Good nutrition during pregnancy is very important to a baby’s health and development.


Doctors will tell you that the first steps are to eat more and eat healthy.

Here are some food choices to help you as you travel down that road:

 Choose foods high in fibre such as whole-grain bread, cereals, pasta and rice, as well as fruits and vegetables.


 Make sure you are getting enough vitamins and minerals in your daily diet while pregnant. You could take prenatal vitamin supplement prescribed by a doctor if you’re falling short.

 Calcium is good for your bones, and women with a diet deficient in calcium may have more pregnancy complications, including high blood pressure and preeclampsia. Yogurt, hard cheese and low-fat milk are some of the best sources of calcium.

 Eat at least three servings of iron-rich foods, such as lean meats, spinach, beans and boiled plantains so that you can get enough iron in your daily diet.


 Choose at least one good source of vitamin C every day, such as oranges, grapefruits, strawberries, honeydew, papaya, green peppers, tomatoes, and mustard greens. Pregnant women need 70 mg of vitamin C a day.

Foods to avoid during pregnancy


Taking in high doses of caffeine daily during pregnancy is associated with an increased risk of miscarriage. Pregnant women should switch to decaffeinated beverages, especially during the first trimester when the risk of miscarriage is highest.


Soft cheese

Cheese may be unpasteurised and contaminated with wisteria, a bacteria that can trigger food poisoning, and because pregnant women have a weakened immune system, they are more prone to certain food-borne illnesses which, if contracted in the first trimester, can lead to miscarriage or preterm birth.
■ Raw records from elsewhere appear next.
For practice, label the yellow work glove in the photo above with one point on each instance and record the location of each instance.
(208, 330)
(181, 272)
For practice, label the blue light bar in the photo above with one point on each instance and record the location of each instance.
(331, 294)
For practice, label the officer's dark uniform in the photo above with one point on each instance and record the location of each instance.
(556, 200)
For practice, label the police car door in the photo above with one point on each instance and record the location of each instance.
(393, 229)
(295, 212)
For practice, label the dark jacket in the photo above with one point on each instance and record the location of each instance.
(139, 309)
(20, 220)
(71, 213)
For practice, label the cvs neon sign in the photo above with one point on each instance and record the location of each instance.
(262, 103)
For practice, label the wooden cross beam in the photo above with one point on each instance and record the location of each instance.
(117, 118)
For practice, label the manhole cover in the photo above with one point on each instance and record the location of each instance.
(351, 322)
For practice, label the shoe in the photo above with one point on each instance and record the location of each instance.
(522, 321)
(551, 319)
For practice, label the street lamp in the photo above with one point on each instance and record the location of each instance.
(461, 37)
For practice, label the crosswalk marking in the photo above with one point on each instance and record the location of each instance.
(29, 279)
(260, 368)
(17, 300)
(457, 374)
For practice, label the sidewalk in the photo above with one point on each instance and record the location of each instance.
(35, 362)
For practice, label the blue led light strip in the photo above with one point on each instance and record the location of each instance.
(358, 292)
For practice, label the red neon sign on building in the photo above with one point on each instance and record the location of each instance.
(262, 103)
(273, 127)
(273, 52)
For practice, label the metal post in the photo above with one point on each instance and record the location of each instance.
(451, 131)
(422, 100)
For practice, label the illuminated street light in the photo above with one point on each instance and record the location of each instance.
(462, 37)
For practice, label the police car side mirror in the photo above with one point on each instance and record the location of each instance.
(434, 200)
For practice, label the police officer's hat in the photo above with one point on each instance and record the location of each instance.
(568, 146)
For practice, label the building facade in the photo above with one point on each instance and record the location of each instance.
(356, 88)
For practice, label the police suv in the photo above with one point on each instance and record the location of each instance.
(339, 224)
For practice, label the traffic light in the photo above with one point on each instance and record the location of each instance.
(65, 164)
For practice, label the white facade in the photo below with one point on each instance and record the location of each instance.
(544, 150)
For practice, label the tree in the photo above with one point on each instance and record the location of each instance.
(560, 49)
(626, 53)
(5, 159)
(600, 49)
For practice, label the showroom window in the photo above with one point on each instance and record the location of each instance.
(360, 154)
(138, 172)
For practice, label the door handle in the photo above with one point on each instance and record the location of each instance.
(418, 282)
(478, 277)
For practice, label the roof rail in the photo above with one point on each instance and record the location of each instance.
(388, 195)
Meat can become contaminated with bacteria if they’re not handled properly. As a precaution, heat meat until it is hot enough to kill the bacteria.



The overwhelming advice is that all pregnant women should avoid any alcohol consumption. Women who drink frequently or heavily put their unborn baby at risk of fetal alcohol spectrum disorder, which has effects ranging from mild to severe learning disabilities, physical abnormalities, and disorders of the central nervous system.